Signing RPMs is supposed to be easy:

gpg --list-keys
cat > ~/.rpmmacros < <EOL
%_topdir /home/rob/rpmbuild
%debug_package %{nil}
%_signature gpg
%_gpg_name Rob A <me@totalnetsolutions.net>
%{__gpg} \
gpg --digest-algo=sha1 --batch --no-verbose --no-armor \
--force-v3-sigs --passphrase-fd 3 --no-secmem-warning -u "%{_gpg_name}" \
-sbo %{__signature_filename} %{__plaintext_filename}
EOL
rpm --resign

But there are a lot of caveats:

  1. If you run this on RHEL or CentOS or Scientific Linux 6.x and have an RSA, rather than a DSA, GPG key, any older systems (5.x or 4.x) won’t be able to properly decode the signatures. If you have a DSA key (and only v6+), the --force-v3-sigs is enough.
  2. If you run this on RHEL or CentOS 5.x, you need to remove the “–force-v3-sigs” option from the .rpmmacros line
  3. http://technosorcery.net/blog/2010/10/10/pitfalls-with-rpm-and-gpg/ is a bit wrong – RSA keys don’t always work, DSA do (there’s apparently a RHN KB article about this, if you have support and licenses to read it.
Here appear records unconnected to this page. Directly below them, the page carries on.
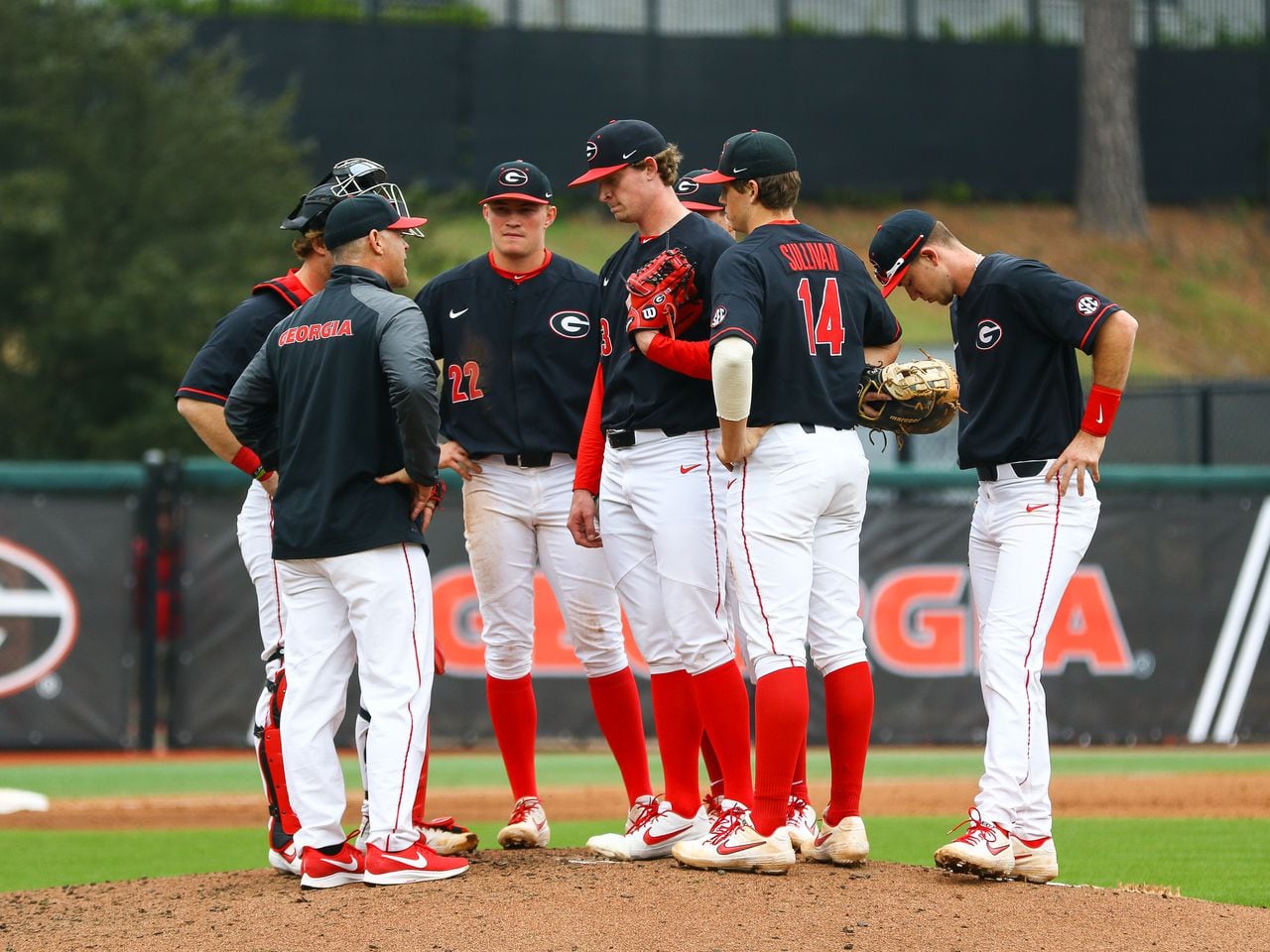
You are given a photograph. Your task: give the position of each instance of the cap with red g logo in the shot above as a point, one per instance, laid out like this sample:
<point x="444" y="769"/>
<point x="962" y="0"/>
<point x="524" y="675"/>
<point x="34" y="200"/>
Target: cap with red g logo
<point x="619" y="144"/>
<point x="518" y="179"/>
I don’t right now).
  4. RHEL / CentOS / Scientific Linux 7 won’t accept (without warning) RPMs signed with weak keys (or weak digests, in some cases, like sha1)

So, based on the systems you’re trying to build your package for, ensure the signing key you’re using and the digest algorithm you’re using, are supported across all the versions you expect to support… or build multiple RPMs, and put them in separate repos for each OS version.